This precise question was phrased as the vanishing conjecture in Hochschild homology and semiorthogonal decompositions. But we now know that there exist so called *(quasi)phantom categories*, which give counterexamples. These are categories with vanishing Hochschild homology, and vanishing (resp. torsion) Grothendieck group. As they are admissible subcategories of derived categories of smooth projective varieties, they have all nice properties you could want for their dg enhancements. An overview of some constructions:

*Gorchinskiy, Sergey; Orlov, Dmitri*, **Geometric phantom categories**, Publ. Math., Inst. Hautes Étud. Sci. 117, 329-349 (2013). ZBL1285.14018.
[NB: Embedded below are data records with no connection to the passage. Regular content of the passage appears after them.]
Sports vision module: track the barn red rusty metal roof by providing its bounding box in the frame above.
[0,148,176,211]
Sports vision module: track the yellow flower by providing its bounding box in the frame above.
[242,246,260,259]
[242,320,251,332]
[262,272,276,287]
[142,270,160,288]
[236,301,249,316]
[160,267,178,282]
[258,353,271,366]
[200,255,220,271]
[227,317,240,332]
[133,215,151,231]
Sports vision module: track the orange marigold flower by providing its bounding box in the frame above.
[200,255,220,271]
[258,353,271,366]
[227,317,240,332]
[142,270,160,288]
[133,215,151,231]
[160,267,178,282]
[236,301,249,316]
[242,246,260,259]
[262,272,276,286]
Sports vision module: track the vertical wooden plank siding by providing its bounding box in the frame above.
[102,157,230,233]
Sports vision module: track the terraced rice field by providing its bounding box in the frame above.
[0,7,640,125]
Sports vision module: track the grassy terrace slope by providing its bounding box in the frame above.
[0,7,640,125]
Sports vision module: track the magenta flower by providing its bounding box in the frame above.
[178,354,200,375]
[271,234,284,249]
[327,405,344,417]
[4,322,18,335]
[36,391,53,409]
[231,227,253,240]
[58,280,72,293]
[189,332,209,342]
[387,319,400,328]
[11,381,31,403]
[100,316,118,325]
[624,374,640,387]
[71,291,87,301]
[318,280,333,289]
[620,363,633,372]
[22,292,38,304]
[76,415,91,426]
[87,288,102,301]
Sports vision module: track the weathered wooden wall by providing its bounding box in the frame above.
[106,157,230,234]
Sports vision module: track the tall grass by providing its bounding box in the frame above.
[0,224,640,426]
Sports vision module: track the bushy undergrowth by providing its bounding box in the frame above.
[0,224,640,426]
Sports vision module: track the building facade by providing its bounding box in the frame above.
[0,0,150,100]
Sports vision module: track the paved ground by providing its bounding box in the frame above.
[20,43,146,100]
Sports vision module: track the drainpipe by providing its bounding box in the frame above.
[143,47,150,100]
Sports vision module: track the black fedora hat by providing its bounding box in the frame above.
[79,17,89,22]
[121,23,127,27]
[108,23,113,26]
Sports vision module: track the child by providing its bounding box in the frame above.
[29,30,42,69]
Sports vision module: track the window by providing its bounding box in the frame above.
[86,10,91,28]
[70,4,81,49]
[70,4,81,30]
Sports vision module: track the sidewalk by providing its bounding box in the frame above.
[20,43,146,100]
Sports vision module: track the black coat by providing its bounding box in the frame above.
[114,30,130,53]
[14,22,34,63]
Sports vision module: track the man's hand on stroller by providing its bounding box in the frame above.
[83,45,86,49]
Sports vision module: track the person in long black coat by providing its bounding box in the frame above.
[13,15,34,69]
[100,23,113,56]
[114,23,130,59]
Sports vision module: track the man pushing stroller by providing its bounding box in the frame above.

*Böhning, Christian; Graf von Bothmer, Hans-Christian; Katzarkov, Ludmil; Sosna, Pawel*, **Determinantal Barlow surfaces and phantom categories**, J. Eur. Math. Soc. (JEMS) 17, No. 7, 1569-1592 (2015). ZBL1323.14014.

*Galkin, Sergey; Katzarkov, Ludmil; Mellit, Anton; Shinder, Evgeny*, **Derived categories of Keum’s fake projective planes**, Adv. Math. 278, 238-253 (2015). ZBL1327.14081.

*Galkin, Sergey; Shinder, Evgeny*, **Exceptional collections of line bundles on the Beauville surface**, Adv. Math. 244, 1033-1050 (2013). ZBL1408.14068.

*Böhning, Christian; Graf von Bothmer, Hans-Christian; Sosna, Pawel*, **On the derived category of the classical Godeaux surface**, Adv. Math. 243, 203-231 (2013). ZBL1299.14015.

*Alexeev, Valery; Orlov, Dmitri*, **Derived categories of Burniat surfaces and exceptional collections**, Math. Ann. 357, No. 2, 743-759 (2013). ZBL1282.14030.

What is interesting is that Hochschild *cohomology* can detect their non-vanishing, and all kinds of interesting behavior regarding deformation theory arises, see

*Kuznetsov, Alexander*, **Height of exceptional collections and Hochschild cohomology of quasiphantom categories**, J. Reine Angew. Math. 708, 213-243 (2015). ZBL1331.14024.